I think a lot about suicide, but not always in the “I want to kill myself” way. Having been suicidal for more than a literal decade, I feel as if I have some authority on the matter.
According to the CDC, 1.3 million American adults attempted suicide in 2016, and 9.8 million seriously considered suicide.
In 2013, 17.9 percent of students seriously considered suicide, according to a 2015 CDC report. There are approximately 1,100 suicides on college campuses each year.
It is obvious there is a problem here, an epidemic that could be solved, noticed, taken care of. There are holes in the mental health care system, insurance coverage of therapy and medication, stigmas against mental illnesses. But there are also less visible signs that can be caught before it’s too late.
I’ve noticed a lot about the process of suicidal thoughts — suicidal ideation — morphing into planning and even attempting or completing a suicide. A lot of the time, people won’t notice the beginning signs of suicidal ideation, signs that could lead to a completed suicide if left unchecked. So, in light of my new findings, I have created a tier system of suicidal ideation that might apply to people other than me.
The first level is the lightest. You want to be gone. Not dead, but gone. A coma, maybe. A simple nonexistence. I assume it varies with everyone, but I like a solid, “Wish I’d never been born.”
Second gets a little more serious. You explicitly want to be dead. Not just gone, but actively dead. For me, this normally leads straight into the third tier: Imagining your own death. Not necessarily a suicide, it could be a car accident or if you’re imaginative enough, an apocalyptic situation. It could be any way of dying, but a big warning sign of suicide is a preoccupation with death. It’s usually triggered by something, some sort of stress. “If I weren’t alive, I wouldn’t have to deal with this.”
Four: Imagining a suicide. Not planning it, but seeing it. I tend to imagine the aftershock of my suicide. Sometimes it helps; I’m seeing people care about me and miss me.
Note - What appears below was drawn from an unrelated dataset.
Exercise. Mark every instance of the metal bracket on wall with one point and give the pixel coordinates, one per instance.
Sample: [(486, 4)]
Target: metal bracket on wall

Sometimes I feel worse. When it’s worse, it’s bad. It’s not a great sign. And it’s normally number five.
I haven’t experienced number five in a long time. I’ve thought about planning a suicide, but haven’t actually planned the suicide in years. It’s dangerous, though. Anytime you’re feeling unsafe, you can go to the hospital.
The last two tiers are dangerous, but the three before it are also dangerous. Even the lowest form of suicidal ideation is a warning sign, and one feeds into the next. So it’s okay to ask for help at any point. You’re allowed to ask for help, even if you feel like what you’re feeling is trivial. Because you know what you’re planning, and you know what comes next. People care, and people want you alive.